En avril 1950, Bourguiba proposa à la France une série de revendications du peuple à même de mettre fin à la présence effective de cette dernière en Tunisie, tout en préservant quelques-uns de ses intérêts. Propositions qui provoquèrent le courroux des colons français, mais annonceront, quelques semaines plus tard, une nouvelle politique française en Tunisie avec la perspective du lancement d’un processus qui devrait mener notre pays vers l’indépendance.


Contrairement aux usages, qui voulaient que le discours du bey soit transmis à l’avance à la résidence générale, Lamine Bey déclara, 15 mai 1951, que le peuple tunisien « a acquis le droit de respirer l’air de la liberté, d’étancher sa soif aux sources de la justice, de jouir de tous ses droits individuels et collectifs, de vivre dans la paix et la dignité dans le cadre de la souveraineté nationale intégrale ».

Le 16 octobre 1951, le gouvernement français annonça timidement son intention d’envisager une forme d’autonomie interne pour la Tunisie, mais fit volte-face fin décembre 1951. Entre-temps, les Tunisiens maintenaient la pression contre l’occupant au prix d’une répression ayant fait plusieurs martyrs.
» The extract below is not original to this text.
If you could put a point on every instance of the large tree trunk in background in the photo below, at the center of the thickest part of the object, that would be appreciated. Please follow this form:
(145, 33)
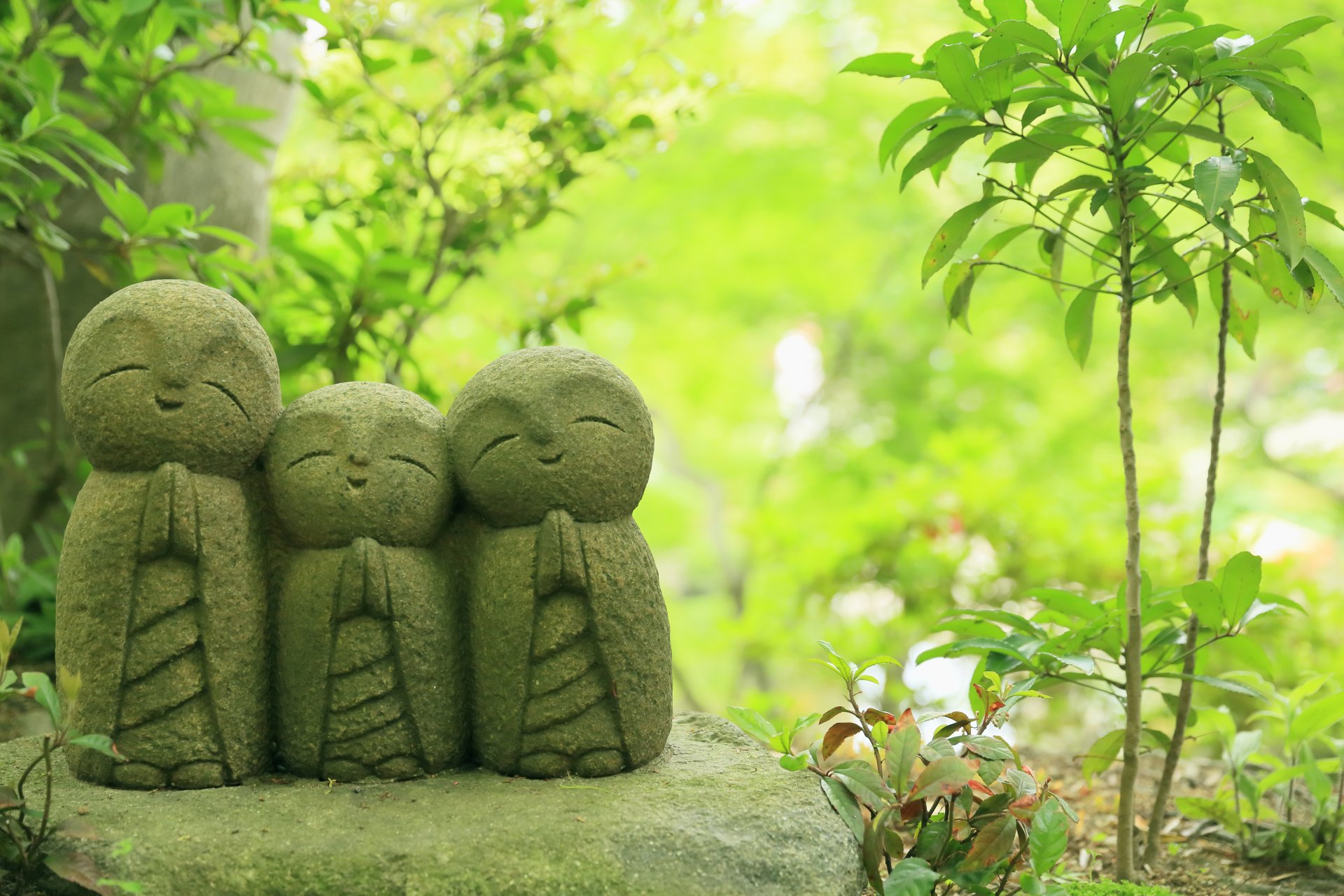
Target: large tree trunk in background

Les autorités françaises nommèrent  alors Jean de Hauteclocque, nouveau résident général de France en Tunisie. Celui-ci inaugurera, dès son arrivée à Tunis, le 13 janvier 1952, une politique de la terreur. Le peuple répondra à cette attitude belliqueuse et les mesures coercitives qui la concrétisèrent par des manifestations houleuses et déclenchera la résistance armée.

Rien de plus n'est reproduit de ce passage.